En septembre, l’indice des prix chute de 1,2 % sur le territoire, porté par les soldes d’hiver. Mais l’inflation annuelle de 0,3 % interroge.
Selon l’Institut de la statistique et des études économiques (ISEE), l’indice des prix à la consommation a reculé de 1,2 % sur le mois, après une hausse de 0,4 % en août. Cette baisse sensible s’explique avant tout par l’arrivée des soldes d’hiver, qui ont provoqué une chute des prix dans de nombreux secteurs.
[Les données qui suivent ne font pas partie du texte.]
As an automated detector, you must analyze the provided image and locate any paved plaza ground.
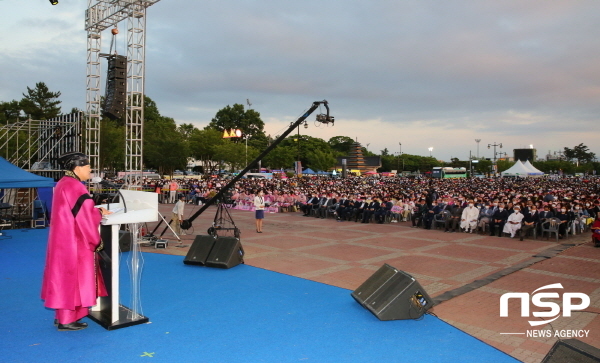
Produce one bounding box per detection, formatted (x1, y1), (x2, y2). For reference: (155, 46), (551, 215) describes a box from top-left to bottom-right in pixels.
(143, 204), (600, 362)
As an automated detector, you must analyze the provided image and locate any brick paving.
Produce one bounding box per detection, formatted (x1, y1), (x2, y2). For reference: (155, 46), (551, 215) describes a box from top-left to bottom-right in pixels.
(143, 204), (600, 363)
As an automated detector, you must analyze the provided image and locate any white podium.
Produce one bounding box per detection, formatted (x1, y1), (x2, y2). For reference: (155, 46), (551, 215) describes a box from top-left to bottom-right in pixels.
(88, 190), (158, 330)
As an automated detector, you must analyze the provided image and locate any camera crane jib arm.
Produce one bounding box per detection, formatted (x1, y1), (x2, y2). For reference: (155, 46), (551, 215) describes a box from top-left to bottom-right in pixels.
(181, 100), (334, 229)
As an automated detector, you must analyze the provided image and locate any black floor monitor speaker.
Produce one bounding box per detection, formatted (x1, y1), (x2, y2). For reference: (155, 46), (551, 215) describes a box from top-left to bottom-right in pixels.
(183, 235), (215, 266)
(183, 235), (244, 268)
(351, 263), (433, 320)
(542, 339), (600, 363)
(206, 237), (244, 268)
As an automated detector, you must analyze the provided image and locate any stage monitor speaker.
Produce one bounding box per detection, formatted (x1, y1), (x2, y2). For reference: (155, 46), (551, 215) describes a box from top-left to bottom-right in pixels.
(183, 235), (215, 266)
(351, 263), (433, 320)
(542, 339), (600, 363)
(206, 237), (244, 268)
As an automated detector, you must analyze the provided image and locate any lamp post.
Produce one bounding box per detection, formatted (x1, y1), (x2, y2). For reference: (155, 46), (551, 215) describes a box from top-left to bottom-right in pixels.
(488, 141), (502, 173)
(398, 142), (404, 171)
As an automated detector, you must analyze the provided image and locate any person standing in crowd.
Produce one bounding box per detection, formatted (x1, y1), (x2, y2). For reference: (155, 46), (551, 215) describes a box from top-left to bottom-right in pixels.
(41, 153), (112, 331)
(519, 205), (540, 241)
(502, 205), (523, 238)
(591, 213), (600, 247)
(460, 201), (479, 233)
(171, 194), (185, 235)
(477, 202), (494, 234)
(169, 180), (179, 203)
(254, 189), (265, 233)
(444, 203), (463, 233)
(490, 203), (508, 237)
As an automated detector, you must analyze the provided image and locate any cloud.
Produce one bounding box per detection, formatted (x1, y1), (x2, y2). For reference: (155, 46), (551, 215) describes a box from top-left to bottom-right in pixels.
(0, 0), (600, 159)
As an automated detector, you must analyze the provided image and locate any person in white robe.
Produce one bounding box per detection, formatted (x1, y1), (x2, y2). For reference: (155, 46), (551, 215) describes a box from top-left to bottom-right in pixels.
(502, 205), (524, 238)
(460, 201), (479, 233)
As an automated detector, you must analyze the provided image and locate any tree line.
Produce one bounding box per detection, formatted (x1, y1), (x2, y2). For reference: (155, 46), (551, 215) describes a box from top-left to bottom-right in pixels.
(0, 82), (599, 174)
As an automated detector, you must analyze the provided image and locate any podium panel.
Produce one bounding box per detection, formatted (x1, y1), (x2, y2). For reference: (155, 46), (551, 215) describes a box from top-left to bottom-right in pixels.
(88, 190), (158, 330)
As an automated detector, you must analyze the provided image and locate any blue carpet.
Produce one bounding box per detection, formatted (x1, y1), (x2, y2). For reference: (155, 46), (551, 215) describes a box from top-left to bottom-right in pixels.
(0, 230), (518, 363)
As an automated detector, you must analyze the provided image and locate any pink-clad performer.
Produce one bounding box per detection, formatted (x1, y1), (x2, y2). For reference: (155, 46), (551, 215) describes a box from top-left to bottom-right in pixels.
(42, 153), (111, 331)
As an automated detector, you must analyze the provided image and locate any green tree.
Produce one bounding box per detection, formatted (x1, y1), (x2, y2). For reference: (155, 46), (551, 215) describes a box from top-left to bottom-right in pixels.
(144, 96), (190, 174)
(0, 100), (21, 125)
(327, 136), (354, 156)
(262, 145), (298, 169)
(564, 143), (596, 163)
(100, 118), (125, 172)
(177, 123), (198, 141)
(307, 149), (336, 171)
(21, 82), (61, 120)
(188, 128), (225, 174)
(206, 103), (267, 148)
(213, 140), (258, 172)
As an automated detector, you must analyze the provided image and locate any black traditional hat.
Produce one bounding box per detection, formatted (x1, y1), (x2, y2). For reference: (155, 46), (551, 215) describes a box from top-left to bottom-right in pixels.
(58, 152), (90, 170)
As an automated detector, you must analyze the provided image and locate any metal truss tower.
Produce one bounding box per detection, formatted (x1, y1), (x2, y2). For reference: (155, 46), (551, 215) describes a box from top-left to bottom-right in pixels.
(85, 0), (160, 185)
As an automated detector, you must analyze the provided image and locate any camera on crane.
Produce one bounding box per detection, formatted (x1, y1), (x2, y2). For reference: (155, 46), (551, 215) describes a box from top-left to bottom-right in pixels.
(317, 113), (335, 125)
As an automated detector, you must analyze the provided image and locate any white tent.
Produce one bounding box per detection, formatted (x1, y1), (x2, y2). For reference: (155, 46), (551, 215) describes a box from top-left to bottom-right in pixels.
(523, 160), (544, 176)
(500, 160), (533, 178)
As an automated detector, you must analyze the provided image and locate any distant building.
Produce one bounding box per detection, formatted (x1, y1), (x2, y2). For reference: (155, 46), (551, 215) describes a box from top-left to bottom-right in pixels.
(335, 142), (381, 174)
(513, 148), (537, 163)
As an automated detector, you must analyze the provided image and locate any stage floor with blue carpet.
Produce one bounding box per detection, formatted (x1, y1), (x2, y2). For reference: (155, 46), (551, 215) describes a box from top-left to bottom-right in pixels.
(0, 230), (518, 363)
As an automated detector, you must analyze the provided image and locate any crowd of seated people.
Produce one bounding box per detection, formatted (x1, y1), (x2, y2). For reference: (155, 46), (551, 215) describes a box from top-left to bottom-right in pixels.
(130, 176), (600, 243)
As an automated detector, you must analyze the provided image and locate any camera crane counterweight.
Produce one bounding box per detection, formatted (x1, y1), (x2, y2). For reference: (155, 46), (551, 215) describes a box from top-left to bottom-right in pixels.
(181, 100), (334, 230)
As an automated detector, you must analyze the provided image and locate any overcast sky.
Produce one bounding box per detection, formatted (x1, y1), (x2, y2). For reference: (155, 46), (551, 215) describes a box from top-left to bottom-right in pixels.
(0, 0), (600, 160)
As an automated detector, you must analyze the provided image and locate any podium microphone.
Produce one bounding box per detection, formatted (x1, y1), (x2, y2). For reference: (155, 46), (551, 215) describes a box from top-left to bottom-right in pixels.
(92, 176), (120, 190)
(91, 176), (127, 213)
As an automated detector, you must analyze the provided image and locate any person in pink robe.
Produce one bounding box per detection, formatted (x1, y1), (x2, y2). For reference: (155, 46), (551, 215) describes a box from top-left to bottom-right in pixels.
(41, 153), (111, 331)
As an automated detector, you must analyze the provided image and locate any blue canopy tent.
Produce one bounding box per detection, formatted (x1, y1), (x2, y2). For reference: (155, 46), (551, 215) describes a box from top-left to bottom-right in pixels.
(0, 157), (56, 229)
(0, 156), (56, 189)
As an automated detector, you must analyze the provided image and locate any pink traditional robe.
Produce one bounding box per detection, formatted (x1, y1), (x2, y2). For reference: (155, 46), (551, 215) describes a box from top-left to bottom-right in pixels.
(42, 176), (107, 310)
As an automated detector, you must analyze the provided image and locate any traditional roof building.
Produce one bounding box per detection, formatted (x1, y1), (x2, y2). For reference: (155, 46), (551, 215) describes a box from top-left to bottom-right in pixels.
(335, 142), (381, 174)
Les produits manufacturés enregistrent ainsi une diminution de 2,4 %, avec des baisses marquées sur les vêtements (-9,2 %), le mobilier (-10 %), les appareils ménagers (-6,5 %) ou encore les jeux et jouets (-9,7 %). L’électronique perd 7 % sur les téléviseurs, ordinateurs et tablettes. Les chaussures reculent de 5,6 % et les effets personnels comme les sacs à main chutent de 8 %. Les services participent également à cette diminution avec une baisse de 1,1 %. Le transport aérien international subit un repli saisonnier de 11,4 %, tout comme le transport maritime qui perd 6,2 %. Du côté de l’alimentation, la baisse s’accentue à -1 %. Les légumes enregistrent une chute de 10,3 %, mais les produits sucrés bondissent de 1,5 %, les huiles s’envolent de 2,7 % et les fruits gagnent 1,4 %. L’énergie affiche une baisse modérée de 0,4 %. L’essence diminue de 1,5 % pour s’établir à 154,7 francs le litre, tandis que le gazole poursuit son escalade avec une hausse de 1,6 %, atteignant 140,9 francs le litre.Â

Une inflation annuelle inquiétante
Si la baisse mensuelle peut réjouir les consommateurs, le glissement annuel interroge : avec seulement 0,3 % d’inflation sur douze mois, la Nouvelle-Calédonie affiche un niveau anormalement bas. Cette quasi-stagnation peut traduire un ralentissement économique préoccupant. Une inflation trop faible signale généralement que les consommateurs dépensent peu, par crainte ou nécessité. La situation est encore plus préoccupante pour les ménages les plus modestes. Si leur indice baisse de 1,1 % en septembre, l’écart se creuse nettement sur un an : +1,2 % contre +0,3 % pour la moyenne. Les 20 % des Calédoniens les plus pauvres subissent une inflation quatre fois supérieure, principalement en raison de la hausse des dépenses obligatoires. L’énergie a ainsi augmenté de 3,8 % sur un an pour ces ménages, contre 0,4 % pour l’ensemble. Les restaurants et hôtels ont bondi de 9,6 %.